Growth was comfortably ahead of expectations in what one analyst called a "major upward surprise" after strong data from France and Spain earlier this morning showed their economies surging back into life.
France's economy grew by 0.5 per cent between January and March - nearly twice as fast as the expectations of just 0.3 per cent.
Jobs up, prices down
The unemployment rate in the Eurozone also came down - falling from 10.4 per cent in February to 10.2 per cent in March.
Despite this, the region is not out of the woods yet, after it fell back into deflation in March, as the consumer prices index (CPI) measure of inflation came in at minus 0.2 per cent.
Despite strong GDP numbers in 1Q, Eurozone has badly underperformed US and UK over the past decade pic.twitter.com/8ZyPC0po6C— MineForNothing (@minefornothing) April 29, 2016
After stripping out volatile energy prices, so-called "core inflation" also dropped across the bloc, coming in at 0.8 per cent, compared to one per cent in February.
Mike Bell, global market strategist at JP Morgan, said:
The fall in Eurozone core inflation to 0.8 inflation will be unwelcome news for the European Central Bank (ECB) and keeps alive the possibility of further stimulus later this year.
On the other hand, better than expected GDP growth, expanding at 1.6 per cent year-on-year and a continuation in the trend of falling unemployment show that the Eurozone economy continues to improve.
Germany - the Eurozone's largest and most important economy - will post official figures next week, but today's stats suggest that it grew at an impressive pace.
In the UK, the economy expanded by 0.4 per cent in the first three months of the year and economists predicted this could fall even further in the second quarter. The US grew by just 0.5 per cent on an annualised basis.

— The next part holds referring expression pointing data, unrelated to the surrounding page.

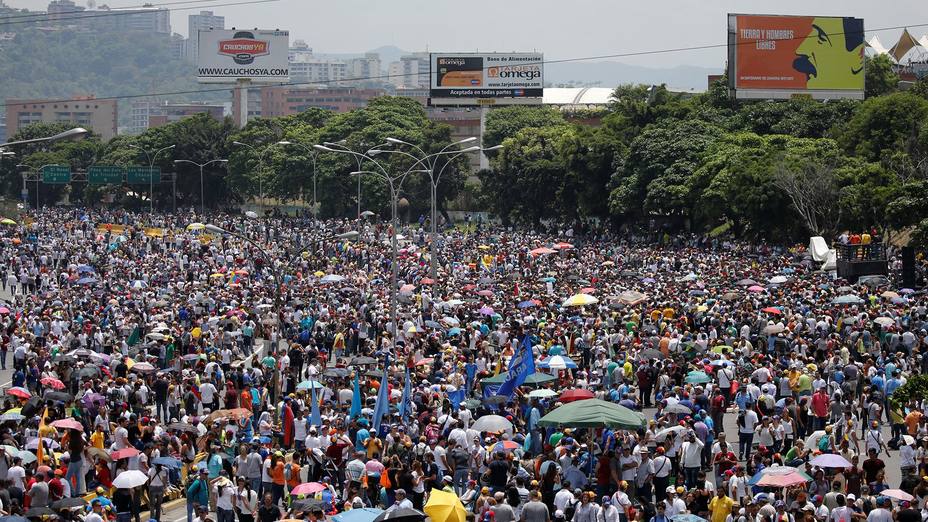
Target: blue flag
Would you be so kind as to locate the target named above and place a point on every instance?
(315, 418)
(383, 398)
(521, 366)
(355, 410)
(406, 401)
(456, 397)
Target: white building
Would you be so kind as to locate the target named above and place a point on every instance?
(195, 23)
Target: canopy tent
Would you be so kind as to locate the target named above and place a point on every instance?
(594, 413)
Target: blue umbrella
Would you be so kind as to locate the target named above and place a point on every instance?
(167, 462)
(358, 515)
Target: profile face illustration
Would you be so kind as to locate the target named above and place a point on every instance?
(832, 55)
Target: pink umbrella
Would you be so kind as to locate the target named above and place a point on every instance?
(68, 424)
(51, 382)
(781, 480)
(308, 488)
(897, 494)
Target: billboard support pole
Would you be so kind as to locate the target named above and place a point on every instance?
(241, 90)
(484, 161)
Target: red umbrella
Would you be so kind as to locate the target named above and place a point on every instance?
(124, 453)
(576, 394)
(22, 393)
(51, 382)
(69, 424)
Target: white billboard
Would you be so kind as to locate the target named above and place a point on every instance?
(486, 78)
(226, 56)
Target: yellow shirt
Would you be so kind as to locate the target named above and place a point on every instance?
(720, 507)
(96, 439)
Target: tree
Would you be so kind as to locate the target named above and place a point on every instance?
(528, 181)
(880, 79)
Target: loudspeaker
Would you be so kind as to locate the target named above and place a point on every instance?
(908, 267)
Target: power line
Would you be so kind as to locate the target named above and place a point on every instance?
(418, 74)
(42, 14)
(95, 14)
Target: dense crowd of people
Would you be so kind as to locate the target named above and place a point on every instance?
(260, 374)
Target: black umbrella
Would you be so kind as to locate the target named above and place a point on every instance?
(69, 502)
(183, 426)
(39, 512)
(401, 515)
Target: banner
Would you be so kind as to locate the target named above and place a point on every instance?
(796, 55)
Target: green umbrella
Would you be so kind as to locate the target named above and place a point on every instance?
(594, 413)
(697, 377)
(533, 379)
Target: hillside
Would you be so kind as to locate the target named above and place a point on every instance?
(60, 64)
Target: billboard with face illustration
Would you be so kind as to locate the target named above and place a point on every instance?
(785, 56)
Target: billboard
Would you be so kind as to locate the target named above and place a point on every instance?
(486, 79)
(772, 56)
(226, 56)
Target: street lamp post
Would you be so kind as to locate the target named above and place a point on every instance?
(201, 165)
(395, 183)
(434, 179)
(261, 156)
(312, 156)
(151, 156)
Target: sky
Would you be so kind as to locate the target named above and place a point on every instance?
(562, 29)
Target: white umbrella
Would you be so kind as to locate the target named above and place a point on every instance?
(662, 435)
(492, 424)
(130, 479)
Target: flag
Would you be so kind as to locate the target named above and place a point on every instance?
(406, 401)
(134, 337)
(456, 397)
(470, 369)
(383, 399)
(521, 366)
(315, 418)
(355, 410)
(40, 450)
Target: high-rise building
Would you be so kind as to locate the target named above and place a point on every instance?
(411, 71)
(201, 22)
(99, 116)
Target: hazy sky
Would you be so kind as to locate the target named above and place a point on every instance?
(559, 28)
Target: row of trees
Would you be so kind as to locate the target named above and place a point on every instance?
(263, 168)
(779, 170)
(761, 169)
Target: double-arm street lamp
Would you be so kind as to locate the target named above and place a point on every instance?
(312, 156)
(202, 165)
(261, 156)
(152, 155)
(430, 161)
(395, 184)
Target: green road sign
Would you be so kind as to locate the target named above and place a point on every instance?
(140, 176)
(104, 175)
(56, 174)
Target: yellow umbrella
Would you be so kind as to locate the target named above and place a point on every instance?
(445, 507)
(580, 300)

Strong growth will be highlighted by some as vindication of the European Central Bank (ECB)'s experimental monetary policy which has seen it cut interest rates to minus 0.4 per cent in a bid to spur lending and inflation across the bloc.
Mario Draghi, president of the ECB, has consistently said that his policies will take time to have any effect. Today's data suggest he might be on to something, though the fall in inflation could raise concerns for the central banker dubbed "Super Mario".